If you were to be able to meet your fifteen year old self and give yourself a piece of advice, what would you tell yourself?
That the world doesn’t owe you anything. So, everything that you want, whether it’s love, career or success or health or happiness, well, you have to proactively go get and work hard for. Nothing comes easy and no one said anything is fair, so if you want love you have to go out and work hard to find and maintain love. If you want success in your career you have to work your ass off at it.

There was some criticism towards you using KickStarter as a funding tool for I Wish I Was Here, especially from twitter users and bloggers. I wondered at the time if that was something you expected or if it did come as a surprise?
It was not something I was expecting. It funded in 48 hours. I felt bummed that the experiment, the adventure, was so misunderstood. I was surprised that I had to spend a whole year, more than a year, trying to explain it and no matter how hard I tried some people didn’t like the idea of crowdfunding a movie.

But you’re not the only one, other well known actors and directors have used KickStarter as a funding tool in the past, right?
I’m the only one who really took heat for it. They didn’t really give Kristen Bell heat for it, they didn’t give Spike Lee that much heat for it. LeVar Burton just had one for 1.3 million dollars. They just didn’t like that I did it. The funny thing was that for me it was an experiment in artistic integrity. Most people don’t know, unless you’re really in the business, that everything that comes out of Hollywood is affected by corporations, by test audiences, by interests that are different than what the artist has in his brain. And that is just an accepted fact. So the idea behind crowd funding the movie is that if we remove the corporations, I’m not saying the movie would be perfect, but it would be interesting to see the end result, if you were a true fan. For me, if David Fincher were to say ‘I’m gonna crowdfund a movie because no one wants to make it”, in two seconds, I would support it.

It means freedom…
That’s what the experiment was, I thought it’d be cool, because crowdsourcing is such a new thing. When it worked so successfully in 48 hours  a lot of people got a bad taste in their mouth. I feel bad about that, but I don’t know what else to say, I just saw it completely differently. I could never escape the fact that people thought that the money was going into my wallet. Not only it was all going into the movie, but tons of my own money was going into the movie. In fact, I will lose a lot of money on the movie. So, that was frustrating. What can you do other than explain yourself? I don’t think I will do it again. The people loved it, but it just took too much heat from the rest of the world, I just wanna make movies, I don’t wanna be a politician.

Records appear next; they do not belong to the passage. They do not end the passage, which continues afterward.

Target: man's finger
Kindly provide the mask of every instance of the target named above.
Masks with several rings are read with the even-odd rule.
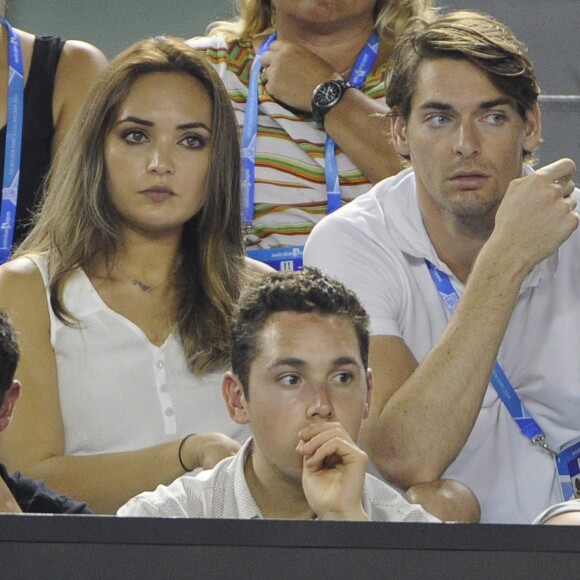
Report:
[[[572,159],[563,158],[540,167],[536,173],[547,177],[550,181],[560,183],[561,180],[567,181],[576,172],[576,164]]]

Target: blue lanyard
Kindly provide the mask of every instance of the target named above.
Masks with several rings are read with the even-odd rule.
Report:
[[[18,35],[10,23],[0,18],[8,31],[8,100],[6,116],[6,151],[0,210],[0,264],[10,258],[16,203],[20,181],[20,152],[22,149],[22,117],[24,109],[24,63]]]
[[[379,52],[379,37],[373,30],[371,37],[362,49],[348,81],[356,89],[360,89],[367,78],[367,75],[373,68],[373,64]],[[336,144],[330,135],[326,135],[324,145],[324,165],[326,171],[326,198],[327,212],[336,211],[341,205],[340,181],[338,175],[338,166],[336,164]]]
[[[242,222],[246,228],[254,220],[254,189],[256,171],[256,139],[258,138],[258,80],[262,70],[262,55],[276,40],[276,33],[262,44],[250,69],[244,129],[242,132]]]
[[[447,311],[449,314],[453,314],[457,303],[459,302],[459,296],[455,291],[455,288],[453,288],[449,276],[447,276],[445,272],[436,268],[429,260],[425,260],[425,263],[427,264],[429,274],[431,274],[431,278],[433,279],[435,287],[437,288]],[[549,451],[544,433],[522,403],[497,361],[495,362],[491,373],[491,384],[502,403],[509,411],[509,414],[517,423],[520,431],[528,437],[532,443],[539,444],[541,447],[548,449]]]
[[[244,226],[249,228],[254,219],[254,198],[255,198],[255,170],[256,170],[256,140],[258,136],[258,81],[262,69],[261,57],[276,40],[276,33],[272,34],[258,50],[252,68],[250,70],[250,81],[248,85],[248,97],[246,99],[246,112],[244,115],[244,128],[242,131],[242,197],[243,209],[242,220]],[[349,82],[359,89],[368,73],[373,67],[379,51],[379,38],[373,31],[367,44],[362,49]],[[324,163],[326,171],[326,196],[327,213],[332,213],[341,205],[340,184],[338,167],[336,164],[335,143],[327,135],[324,147]]]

What’s the sexiest quality in a woman?
Humor.

What can be her biggest turn off?
Being rude. Being unkind.

What’s the best quality about you and what’s your biggest flaw?
My biggest flaw is probably that I get so much joy from doing what I do in my career that people close to me would say that I focus too much on work and making movies. I’m sure my family, friends, exes would say that I spend too much attention on it. My greatest quality, I think, is that I am very loyal and I have a lot of love to give to the people in my life.